Zazwyczaj koniec świata przedstawia się jako efekt złego "gospodarowania" tym, co dała nam w prezencie Natura; Virion to opowieść o tym, jak człowiek doprowadził do własnej degradacji. Jednocześnie jednak zagłada przyniosła jakiś pozytywny efekt, bowiem Thymeńczycy nie wiedzą, co to zło. Są niewinni niemal jak niemowlęta. Cofnęli się, ale ta zmiana wyszła ludzkości na dobre. Ciekawe, prawda? Pozytywna degradacja, coś nowego.
Virion sprawia, że mieszkańcy zaczynają zachowywać się jak... my. Mgła ich opętuje, zalewa serca, burząc wszelkie obronne mury. Jest coraz bliżej... dlatego "głowy osady" muszą jak najszybciej znaleźć sposób, jak poradzić sobie z nowym, nieznanym wrogiem.
Historia jest bardzo ciekawa; przez większość książki towarzyszymy w podróży starszemu synowi władcy, Kenrilowi oraz jego przyjaciołom. Możemy przypatrywać się nowym krajobrazom, słuchać opowieści o ludach nam nieznanych, patrząc na przeróżne dziwy. Czytając, jak bohaterowie muszą zmierzyć się z agresywnym niedźwiedziem (efekt virionu) miałam mieszane uczucia. Dlaczego? Prawdopodobnie przez to, że Kenril dotychczas nigdy nie spotkał się z agresywnym zwierzęciem, co nie zmniejszyło jego wyrzutów sumienia po zabiciu go. Cóż, "grzeczne" leśne zwierzaki to dla mnie kompletna abstrakcja.
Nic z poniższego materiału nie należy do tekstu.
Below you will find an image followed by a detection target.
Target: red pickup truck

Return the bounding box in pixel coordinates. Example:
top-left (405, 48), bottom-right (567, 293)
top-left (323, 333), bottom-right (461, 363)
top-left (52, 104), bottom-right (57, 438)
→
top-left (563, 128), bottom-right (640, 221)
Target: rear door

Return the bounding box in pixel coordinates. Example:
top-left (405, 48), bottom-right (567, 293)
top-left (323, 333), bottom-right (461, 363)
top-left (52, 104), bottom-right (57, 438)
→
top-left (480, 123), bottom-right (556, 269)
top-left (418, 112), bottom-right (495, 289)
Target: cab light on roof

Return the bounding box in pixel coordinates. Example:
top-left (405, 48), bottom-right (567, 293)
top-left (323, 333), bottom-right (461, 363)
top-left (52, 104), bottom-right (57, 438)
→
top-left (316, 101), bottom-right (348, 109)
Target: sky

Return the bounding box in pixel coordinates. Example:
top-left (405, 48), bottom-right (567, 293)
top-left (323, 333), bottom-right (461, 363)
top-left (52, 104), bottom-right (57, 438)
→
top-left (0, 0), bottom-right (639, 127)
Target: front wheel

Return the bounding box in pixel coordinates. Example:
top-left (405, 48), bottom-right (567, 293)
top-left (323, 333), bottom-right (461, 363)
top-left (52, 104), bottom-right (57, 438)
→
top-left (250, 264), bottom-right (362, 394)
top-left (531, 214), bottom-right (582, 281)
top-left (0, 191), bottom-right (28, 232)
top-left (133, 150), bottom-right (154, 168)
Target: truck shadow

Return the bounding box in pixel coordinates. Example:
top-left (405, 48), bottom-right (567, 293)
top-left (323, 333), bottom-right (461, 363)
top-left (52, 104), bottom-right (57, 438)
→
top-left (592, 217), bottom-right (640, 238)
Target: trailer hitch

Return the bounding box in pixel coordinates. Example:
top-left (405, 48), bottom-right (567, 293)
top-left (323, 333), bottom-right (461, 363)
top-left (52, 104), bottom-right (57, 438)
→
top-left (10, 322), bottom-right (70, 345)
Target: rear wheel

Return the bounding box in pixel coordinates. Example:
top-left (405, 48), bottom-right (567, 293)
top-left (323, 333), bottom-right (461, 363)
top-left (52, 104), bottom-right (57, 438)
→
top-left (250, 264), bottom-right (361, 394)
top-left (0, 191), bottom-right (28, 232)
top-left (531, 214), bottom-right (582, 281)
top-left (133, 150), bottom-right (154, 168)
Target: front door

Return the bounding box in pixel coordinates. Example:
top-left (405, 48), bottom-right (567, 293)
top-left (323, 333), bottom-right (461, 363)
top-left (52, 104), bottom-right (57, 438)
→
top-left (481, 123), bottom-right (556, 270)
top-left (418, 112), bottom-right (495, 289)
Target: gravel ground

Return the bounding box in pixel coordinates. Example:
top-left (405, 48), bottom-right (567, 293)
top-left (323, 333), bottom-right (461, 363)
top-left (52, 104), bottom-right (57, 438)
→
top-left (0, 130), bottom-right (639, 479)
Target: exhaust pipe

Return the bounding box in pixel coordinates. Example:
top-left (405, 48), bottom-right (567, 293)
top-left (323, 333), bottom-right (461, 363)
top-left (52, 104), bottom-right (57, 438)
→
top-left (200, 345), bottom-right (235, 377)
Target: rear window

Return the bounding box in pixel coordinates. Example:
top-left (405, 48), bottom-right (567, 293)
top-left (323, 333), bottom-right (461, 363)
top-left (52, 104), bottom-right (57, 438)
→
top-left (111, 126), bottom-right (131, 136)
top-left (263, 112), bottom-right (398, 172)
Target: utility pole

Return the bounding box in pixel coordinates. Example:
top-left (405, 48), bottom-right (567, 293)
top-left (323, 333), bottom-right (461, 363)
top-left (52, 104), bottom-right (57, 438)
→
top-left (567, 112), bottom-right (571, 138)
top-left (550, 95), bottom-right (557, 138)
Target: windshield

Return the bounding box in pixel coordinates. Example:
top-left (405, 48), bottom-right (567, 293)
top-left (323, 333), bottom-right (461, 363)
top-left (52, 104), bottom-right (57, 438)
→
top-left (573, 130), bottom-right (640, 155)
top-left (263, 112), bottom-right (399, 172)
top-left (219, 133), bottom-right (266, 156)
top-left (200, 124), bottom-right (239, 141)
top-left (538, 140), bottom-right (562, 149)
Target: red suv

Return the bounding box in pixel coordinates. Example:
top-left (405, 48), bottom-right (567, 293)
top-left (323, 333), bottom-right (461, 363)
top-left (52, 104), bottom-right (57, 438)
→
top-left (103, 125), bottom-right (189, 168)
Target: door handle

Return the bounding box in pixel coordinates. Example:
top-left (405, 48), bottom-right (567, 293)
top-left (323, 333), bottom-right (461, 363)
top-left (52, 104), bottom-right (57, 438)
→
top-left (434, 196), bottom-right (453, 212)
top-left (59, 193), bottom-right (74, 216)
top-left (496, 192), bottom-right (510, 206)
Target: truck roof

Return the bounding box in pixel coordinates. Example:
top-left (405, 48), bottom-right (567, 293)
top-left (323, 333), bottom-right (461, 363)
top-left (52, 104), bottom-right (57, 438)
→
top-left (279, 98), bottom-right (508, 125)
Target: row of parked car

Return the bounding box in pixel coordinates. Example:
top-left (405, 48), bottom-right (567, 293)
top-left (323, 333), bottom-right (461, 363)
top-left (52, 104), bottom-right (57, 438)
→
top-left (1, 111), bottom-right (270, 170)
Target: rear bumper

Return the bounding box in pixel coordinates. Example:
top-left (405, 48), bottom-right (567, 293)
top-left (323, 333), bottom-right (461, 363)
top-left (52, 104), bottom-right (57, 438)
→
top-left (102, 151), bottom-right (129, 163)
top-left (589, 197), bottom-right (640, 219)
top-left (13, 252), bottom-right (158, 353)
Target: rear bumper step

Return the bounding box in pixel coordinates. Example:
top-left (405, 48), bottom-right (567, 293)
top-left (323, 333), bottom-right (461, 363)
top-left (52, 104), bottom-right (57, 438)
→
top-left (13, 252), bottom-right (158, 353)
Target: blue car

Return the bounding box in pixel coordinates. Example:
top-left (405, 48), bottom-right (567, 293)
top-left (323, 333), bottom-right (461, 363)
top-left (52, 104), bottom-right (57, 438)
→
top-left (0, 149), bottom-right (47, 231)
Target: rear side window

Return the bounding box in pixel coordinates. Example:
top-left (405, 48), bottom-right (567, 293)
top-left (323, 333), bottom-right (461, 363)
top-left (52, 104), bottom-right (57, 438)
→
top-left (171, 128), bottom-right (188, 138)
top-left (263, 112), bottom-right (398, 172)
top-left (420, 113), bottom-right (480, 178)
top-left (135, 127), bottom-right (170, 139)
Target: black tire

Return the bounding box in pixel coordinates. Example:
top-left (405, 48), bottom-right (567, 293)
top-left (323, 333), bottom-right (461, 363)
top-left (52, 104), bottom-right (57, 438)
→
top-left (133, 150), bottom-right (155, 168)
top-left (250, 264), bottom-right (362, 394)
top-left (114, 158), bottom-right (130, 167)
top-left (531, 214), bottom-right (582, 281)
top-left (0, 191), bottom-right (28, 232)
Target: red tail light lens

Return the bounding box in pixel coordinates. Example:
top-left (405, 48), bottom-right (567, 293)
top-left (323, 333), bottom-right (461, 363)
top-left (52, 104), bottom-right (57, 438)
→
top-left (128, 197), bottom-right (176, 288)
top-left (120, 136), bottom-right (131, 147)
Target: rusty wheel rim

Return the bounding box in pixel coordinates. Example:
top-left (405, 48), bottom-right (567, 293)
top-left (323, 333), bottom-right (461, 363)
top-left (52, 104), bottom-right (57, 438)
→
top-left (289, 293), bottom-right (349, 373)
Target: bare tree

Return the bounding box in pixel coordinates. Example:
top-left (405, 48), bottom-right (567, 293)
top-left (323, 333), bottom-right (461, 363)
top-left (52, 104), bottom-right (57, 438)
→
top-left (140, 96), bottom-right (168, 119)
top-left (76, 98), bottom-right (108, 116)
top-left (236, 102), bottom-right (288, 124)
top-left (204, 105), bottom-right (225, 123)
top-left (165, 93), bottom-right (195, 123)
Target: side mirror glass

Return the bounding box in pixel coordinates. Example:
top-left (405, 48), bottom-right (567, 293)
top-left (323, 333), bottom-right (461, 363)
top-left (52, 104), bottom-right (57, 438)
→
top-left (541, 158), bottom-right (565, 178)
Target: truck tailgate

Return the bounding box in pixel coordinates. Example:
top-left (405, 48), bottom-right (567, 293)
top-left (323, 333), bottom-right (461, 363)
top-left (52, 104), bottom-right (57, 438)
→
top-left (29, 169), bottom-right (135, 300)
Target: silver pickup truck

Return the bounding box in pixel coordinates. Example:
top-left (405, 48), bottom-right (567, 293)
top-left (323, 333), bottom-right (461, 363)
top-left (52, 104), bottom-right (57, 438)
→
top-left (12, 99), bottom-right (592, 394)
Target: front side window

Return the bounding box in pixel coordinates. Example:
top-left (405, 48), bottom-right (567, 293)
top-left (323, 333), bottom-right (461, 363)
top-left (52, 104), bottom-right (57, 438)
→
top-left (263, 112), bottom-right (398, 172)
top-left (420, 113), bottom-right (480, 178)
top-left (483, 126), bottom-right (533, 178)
Pewnie myślicie, że w dwustu sześćdziesięciu stronach zamyka się historia o próbach opanowania atakującego zła? Otóż nie. W prezencie dostajemy również wątek miłosny. Na szczęście nie pochłania całego pomysłu, pani Patrzylas nie koncentruje się wyłącznie na pokazaniu, jak mocna więź łączy dwójkę bohaterów- nie. Miłość jest, ale nie najistotniejsza. Walka o dobro to główny wątek i tego konsekwentnie się trzyma.
Zakończenie wskazywałoby na to, że będą kolejne tomy, zresztą- virion wciąż nie został zwalczony. Myślę, że z czystym sumieniem mogę polecić Wam tę pozycję.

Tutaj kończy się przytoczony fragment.